The Superior Court of New Jersey in Gary Walker d/b/a Omega Material Recovery v. Board of Chosen Freeholders of the County of Burlington, (2015) considered an appeal to amend the Burlington County District Solid Waste Management Plan (the District Plan) in order to approve a site for a solid waste transfer station and material recovery facility.

Plaintiff Gary Walker proposed to operate the Omega Material Recovery Facility (the Omega Facility) as a transfer station for certain solid waste. It was to be built on an Eastampton Township site, owned by his wife, where it would receive a reduced daily “throughput” of 500 tons per day. During the “pre-application” period, Plaintiff worked with his engineering experts and attorneys to anticipate and address local and regional concerns.

When this period was over, Plaintiff filed an application for an amendment to the District Plan with the Freeholder Board in order to approve the Omega Facility. Following this, a hearing took place, whereby the County’s Solid Waste Advisory Council (SWAC) requested further information, which the staff of the County’s Department of Solid Waste (Department Staff) prepared a forty-seven page report (Department Report) for the Freeholder Board. A second hearing took place after this, with the Freeholder Board rejecting the Plaintiff’s application based on the concerns and recommendations of the Department Staff’s report.

Plaintiff filed an Amended Complaint in Lieu of Prerogative Writs, which challenged the Freeholder Board’s rejection of his application, but the trial court issued an opinion upholding the Freeholder Board’s decision. Consequently. This is the standard manner for appealing these kinds of government decisions.

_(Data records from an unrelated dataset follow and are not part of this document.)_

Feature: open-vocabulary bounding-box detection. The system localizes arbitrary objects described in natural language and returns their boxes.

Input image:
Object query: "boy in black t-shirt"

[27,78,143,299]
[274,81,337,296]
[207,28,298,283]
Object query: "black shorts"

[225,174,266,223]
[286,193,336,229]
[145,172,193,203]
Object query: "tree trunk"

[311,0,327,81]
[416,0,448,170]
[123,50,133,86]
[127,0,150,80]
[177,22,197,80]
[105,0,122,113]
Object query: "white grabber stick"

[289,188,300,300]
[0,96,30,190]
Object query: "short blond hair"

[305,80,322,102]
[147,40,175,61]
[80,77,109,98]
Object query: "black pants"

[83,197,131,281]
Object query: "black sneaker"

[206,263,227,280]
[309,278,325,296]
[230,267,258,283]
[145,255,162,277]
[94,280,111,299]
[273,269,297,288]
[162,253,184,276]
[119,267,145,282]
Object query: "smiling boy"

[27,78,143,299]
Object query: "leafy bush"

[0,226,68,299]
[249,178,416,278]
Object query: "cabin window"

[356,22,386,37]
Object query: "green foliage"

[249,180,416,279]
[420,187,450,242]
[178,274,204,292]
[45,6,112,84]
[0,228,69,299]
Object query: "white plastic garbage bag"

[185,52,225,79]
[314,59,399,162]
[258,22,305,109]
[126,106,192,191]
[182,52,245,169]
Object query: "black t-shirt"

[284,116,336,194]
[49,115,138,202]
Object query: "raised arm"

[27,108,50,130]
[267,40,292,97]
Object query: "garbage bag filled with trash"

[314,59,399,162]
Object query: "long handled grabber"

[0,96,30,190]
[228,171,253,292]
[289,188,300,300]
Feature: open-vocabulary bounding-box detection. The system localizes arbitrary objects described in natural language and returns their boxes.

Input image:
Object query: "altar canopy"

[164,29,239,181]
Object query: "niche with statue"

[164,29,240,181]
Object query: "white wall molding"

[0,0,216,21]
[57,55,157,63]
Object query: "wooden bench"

In this appeal, Plaintiff sought to address the concerns of the Freeholder Board, which stemmed from the Department Staff’s report. One oof these concerns, was whether eighteen Omega Facility employees working a “one-shift operation” could process five hundred tons of solid waste daily, to which the Department Report questioned the Omega Facility’s ability because of insufficient detailed information from Plaintiff’s engineer. Along with this, there were major traffic, dust, odor, noise, and site lighting concerns in the Department Report, and its impact on property values gave rise to the Freeholder Board’s rejection of the application.

Plaintiff asserted that the Freeholder Board overstepped its authority of “planning phase” and usurped the New Jersey Department of Environmental Protection’s “technical phase.” However, the arguments on appeal were no successful. Under review, the trial court found the Freeholder Board was within its jurisdiction, and did not overstep into the New Jersey Department of Environmental Protection’s privileges. Plaintiff’s arguments addressing the Department Staff’s concerns were also found to be without sufficient merit, leading the trial court to uphold the Freeholder Board’s decision.

Waste flow decisions are based on an intricate web of governance at the county and state level. Municipalities have nothing to say about this issue based on this theory of preemption. Only county and state governments weigh into these often significant issues.

So what happens when the state fails to regulate leaving the local residents and government officials with a smelly, non regulated often contaminated mess? While uncommon, this is regrettably no unheard of in the solid waste and recycling industry. Then local officials need to insist that the State DEP get involved and stop the active nuisance. That can be easier said than done!!